When syncing from the start, there will be many "create" events for files that are already there locally. In that case, they should just be skipped.
## Regarding the deletion of old change events
**2021-10-22**
### Handling UPDATE events
**Update events** older than x days (currently 180 days) will be automatically compressed, by deleting all events except the latest one. For example, if a note has been modified on July 2, July 7 and July 15, only the July 15 event will be kept.
It means that a client that has not synced for more than 180 days is likely to get a "resyncRequired" error code if the sync cursor they had correspond to a change that has been deleted. When that happens a full sync will start from the beginning.
This side effect is considered acceptable because:
- It is unlikely that a client won't be synced for more than 180 days.
- No data loss will occur.
- The need to do a full sync again, while annoying, is not a major issue in most cases.
### Handling CREATE and DELETE events
Currently **Create** and **Delete** events are not automatically deleted. This is because clients build their data based on the Create/Update/Delete events so if we delete the CREATE events, certain notes will no longer be created on new clients.

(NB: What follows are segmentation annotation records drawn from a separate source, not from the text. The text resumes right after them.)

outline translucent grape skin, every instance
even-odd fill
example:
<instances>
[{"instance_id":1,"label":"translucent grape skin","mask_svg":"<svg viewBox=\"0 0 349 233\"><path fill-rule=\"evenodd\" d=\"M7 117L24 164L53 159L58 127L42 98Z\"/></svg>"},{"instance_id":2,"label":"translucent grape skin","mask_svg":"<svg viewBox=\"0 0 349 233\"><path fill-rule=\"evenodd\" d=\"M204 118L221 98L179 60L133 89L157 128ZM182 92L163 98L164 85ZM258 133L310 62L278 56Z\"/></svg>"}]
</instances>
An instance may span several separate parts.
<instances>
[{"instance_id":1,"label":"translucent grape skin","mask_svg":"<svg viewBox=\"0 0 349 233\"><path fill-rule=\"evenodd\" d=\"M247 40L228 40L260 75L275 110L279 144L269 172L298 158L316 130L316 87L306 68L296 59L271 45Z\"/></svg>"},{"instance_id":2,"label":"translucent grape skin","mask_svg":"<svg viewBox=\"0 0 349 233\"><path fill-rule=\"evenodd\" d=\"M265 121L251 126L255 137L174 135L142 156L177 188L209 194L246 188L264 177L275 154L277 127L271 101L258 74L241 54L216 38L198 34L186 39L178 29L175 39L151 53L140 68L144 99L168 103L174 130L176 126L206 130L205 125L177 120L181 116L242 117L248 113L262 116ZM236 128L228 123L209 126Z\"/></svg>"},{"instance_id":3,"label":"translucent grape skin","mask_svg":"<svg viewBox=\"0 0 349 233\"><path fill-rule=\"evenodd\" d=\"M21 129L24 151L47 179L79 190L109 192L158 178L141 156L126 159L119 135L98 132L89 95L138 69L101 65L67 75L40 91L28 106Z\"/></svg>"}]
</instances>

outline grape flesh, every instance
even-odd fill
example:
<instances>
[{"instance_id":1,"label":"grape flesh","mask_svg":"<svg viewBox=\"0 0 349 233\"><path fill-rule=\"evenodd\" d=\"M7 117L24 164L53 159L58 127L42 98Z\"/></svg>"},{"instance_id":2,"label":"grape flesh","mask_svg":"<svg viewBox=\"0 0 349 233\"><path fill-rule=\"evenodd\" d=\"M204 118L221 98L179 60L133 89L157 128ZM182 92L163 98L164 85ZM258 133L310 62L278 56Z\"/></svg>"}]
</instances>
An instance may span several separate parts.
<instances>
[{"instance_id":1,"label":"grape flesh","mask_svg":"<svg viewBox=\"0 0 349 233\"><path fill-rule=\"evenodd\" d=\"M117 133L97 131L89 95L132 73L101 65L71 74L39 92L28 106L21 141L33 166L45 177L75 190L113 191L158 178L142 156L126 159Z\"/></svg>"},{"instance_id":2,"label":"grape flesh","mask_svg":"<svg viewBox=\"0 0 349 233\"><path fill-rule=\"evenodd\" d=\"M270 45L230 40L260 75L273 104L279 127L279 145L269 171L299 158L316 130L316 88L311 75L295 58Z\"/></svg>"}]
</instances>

A possible solution would be to have this kind of logic client side: When a sync cursor is invalid, do a full sync, which will not rely on /delta but on the basicDelta() function as used for file system or webdav sync. It will simply compare what's on the server with what's on the client and do the sync like this. Once it's done, it can start using /delta again. Advantage if that it can be done using basicDelta(). Disadvantage is that it's not possible accurately enumerate the server content that way, since new items can be created or deleted during that basicDelta process.
A possibly more reliable technique would be to delete all Create/Delete event pairs. Doing so won't affect new clients - which simply won't get any CREATE event, since the item has been deleted anyway. It will affect clients that did not sync for a long time because they won't be notified that an item has been deleted - but that's probably an acceptable side effect. The main trouble will be the shared notes and notebooks - we'd need to make sure that when we delete something from a user it doesn't incorrectly delete it from another user (I don't think it would, but that will need to be considered).
**2021-01-01**
**Obsolete**
Keeping all change events permanently would represent a lot of data, however it might be necessary. Without it, it won't be possible for a client to know what file has been deleted and thus a client that has not synced for a long time will keep its files permanently.
So most likely we'll always keep the change events. However, we could compress the old ones to just "create" and "delete" events. All "update" events are not needed. And for a file that has been deleted, we don't need to keep the "create" event.
The client would then follow this logic:
- For "create" events:
- If the file is present locally, update it with the version from the server.
- If the file is not present, create it using the version from the server.
- For "delete" events:
- If the file is present, delete it.
- If it is not, skip the event (not an error).
2021-10-30 11:45:02 +02:00
It might seem we could derive the "create" events simply by looking at the files in the directory - all files that are there would implicitly have a "create" event. The issue however is that it's not possible to reliably iterate over the files in a folder, because they might change in the meantime. The change events on the other hand provide an ID that can be used reliably to iterate over changes, and to resume at any time.